Valance is a hardened gunman. Stoddard is a lawyer.

No one expects the outcome that follows.

The two men face each other in the street. Valance fires first. Somehow Stoddard returns fire and Valance falls dead.

The town erupts in celebration.

Ransom Stoddard becomes a hero.

His reputation grows.

Eventually he becomes a Senator, a Governor and one of the most respected public figures in the territory.

He becomes famous as the man who shot Liberty Valance.

Yet the audience later learns the truth.

Stoddard did not kill Valance.

Tom Doniphon did.

Hidden in the shadows and armed with a rifle, Doniphon fired the fatal shot as Valance attempted to murder Stoddard.

Assisting him was his trusted friend and farmhand, Pompey.

The act is not murder.

Valance had already fired first.
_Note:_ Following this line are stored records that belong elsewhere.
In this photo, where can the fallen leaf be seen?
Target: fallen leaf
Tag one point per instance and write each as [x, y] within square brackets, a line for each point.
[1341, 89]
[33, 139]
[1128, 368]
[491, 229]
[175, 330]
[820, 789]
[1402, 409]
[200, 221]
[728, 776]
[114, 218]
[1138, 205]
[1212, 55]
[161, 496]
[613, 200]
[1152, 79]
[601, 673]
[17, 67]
He was attempting to kill Stoddard. Doniphon's intervention was an act of defence of another.

Without Doniphon, Stoddard would have died in the street that night.

Without Stoddard, however, the territory might never have moved beyond the rule of fear.
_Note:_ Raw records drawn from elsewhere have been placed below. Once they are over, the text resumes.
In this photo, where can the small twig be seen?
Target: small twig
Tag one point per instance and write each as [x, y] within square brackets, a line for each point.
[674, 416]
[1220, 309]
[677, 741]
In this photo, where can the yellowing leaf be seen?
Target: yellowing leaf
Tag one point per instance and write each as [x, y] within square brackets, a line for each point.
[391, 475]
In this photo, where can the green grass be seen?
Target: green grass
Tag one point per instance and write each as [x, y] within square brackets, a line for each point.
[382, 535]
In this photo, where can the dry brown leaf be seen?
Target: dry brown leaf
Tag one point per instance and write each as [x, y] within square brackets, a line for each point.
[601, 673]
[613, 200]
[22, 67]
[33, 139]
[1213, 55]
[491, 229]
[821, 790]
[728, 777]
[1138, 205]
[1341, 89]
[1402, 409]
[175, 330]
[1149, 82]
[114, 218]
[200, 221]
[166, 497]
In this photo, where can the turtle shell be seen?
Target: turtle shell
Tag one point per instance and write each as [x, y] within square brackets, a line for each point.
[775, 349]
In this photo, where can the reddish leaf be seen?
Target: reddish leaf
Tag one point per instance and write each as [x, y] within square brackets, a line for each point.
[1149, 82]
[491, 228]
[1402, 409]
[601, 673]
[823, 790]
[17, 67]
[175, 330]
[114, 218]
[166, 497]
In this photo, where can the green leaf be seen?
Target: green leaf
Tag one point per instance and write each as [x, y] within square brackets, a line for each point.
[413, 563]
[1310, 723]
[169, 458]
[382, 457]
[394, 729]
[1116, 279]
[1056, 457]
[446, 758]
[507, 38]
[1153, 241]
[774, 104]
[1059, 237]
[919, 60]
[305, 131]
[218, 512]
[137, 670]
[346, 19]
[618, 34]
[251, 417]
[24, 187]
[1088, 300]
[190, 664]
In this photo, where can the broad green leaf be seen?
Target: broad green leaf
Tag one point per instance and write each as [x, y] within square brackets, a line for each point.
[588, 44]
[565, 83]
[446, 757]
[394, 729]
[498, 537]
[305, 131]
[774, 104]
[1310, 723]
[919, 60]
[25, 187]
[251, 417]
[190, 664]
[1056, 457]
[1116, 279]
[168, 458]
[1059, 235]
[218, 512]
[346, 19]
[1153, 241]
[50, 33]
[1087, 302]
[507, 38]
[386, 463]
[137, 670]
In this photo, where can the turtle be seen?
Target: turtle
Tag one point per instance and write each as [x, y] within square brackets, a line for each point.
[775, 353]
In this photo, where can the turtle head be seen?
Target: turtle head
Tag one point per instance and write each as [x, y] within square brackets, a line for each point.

That is the genius of the story.

Neither man alone is enough.

Without Ransom Stoddard, the people of Shinbone would never have found the knowledge or confidence to govern themselves.

Without Tom Doniphon, Ransom Stoddard would never have lived long enough to make that possible.

 

 

One provided the vision.

The other provided the resolve.

Together, they made civilisation possible.

That lesson feels remarkably relevant today.

Across Australia, America and much of the Western world, many people are increasingly concerned about crime, disorder, intimidation and the apparent reluctance of authorities to confront obvious problems.

The details differ from place to place.

The underlying concern is often the same.

People want safe streets.

They want functioning institutions.

They want laws that are enforced fairly and consistently.

They want confidence that those who prey upon others will face consequences for their actions.

Every generation produces its own Liberty Valances.

The faces change.

The methods change.

The names change.

But the principle remains the same.

There will always be individuals and groups who seek power through intimidation, violence, criminality and fear.

What defeats them is not wishful thinking.

What defeats them is resolve.

The teacher who refuses to stop teaching.

The journalist who refuses to stop reporting.

The police officer who refuses to surrender the streets.

The judge who applies the law without fear or favour.

The citizen who refuses to be bullied into silence.

These are the people who stand between civilisation and barbarism.

The answer to lawlessness is not vigilantism.

Nor is it surrender.

The answer is the vigorous and unapologetic enforcement of the law.

Fairly.

Consistently.

Without fear and without favour.

That, ultimately, is the true message of The Man Who Shot Liberty Valance.

It is not a story about gunfighters.

It is a story about civilisation.

It is a story about ordinary people finding the courage to reject fear as a way of life.

It is a story about education, citizenship, responsibility and the rule of law.

Most of all, it is a reminder that freedom is never self-sustaining.

Each generation must choose whether it will defend it.

The people of Shinbone made their choice.

Sooner or later, every society must make its own.

Because when decent people lose the courage to defend civilisation, Liberty Valance always rides back into town.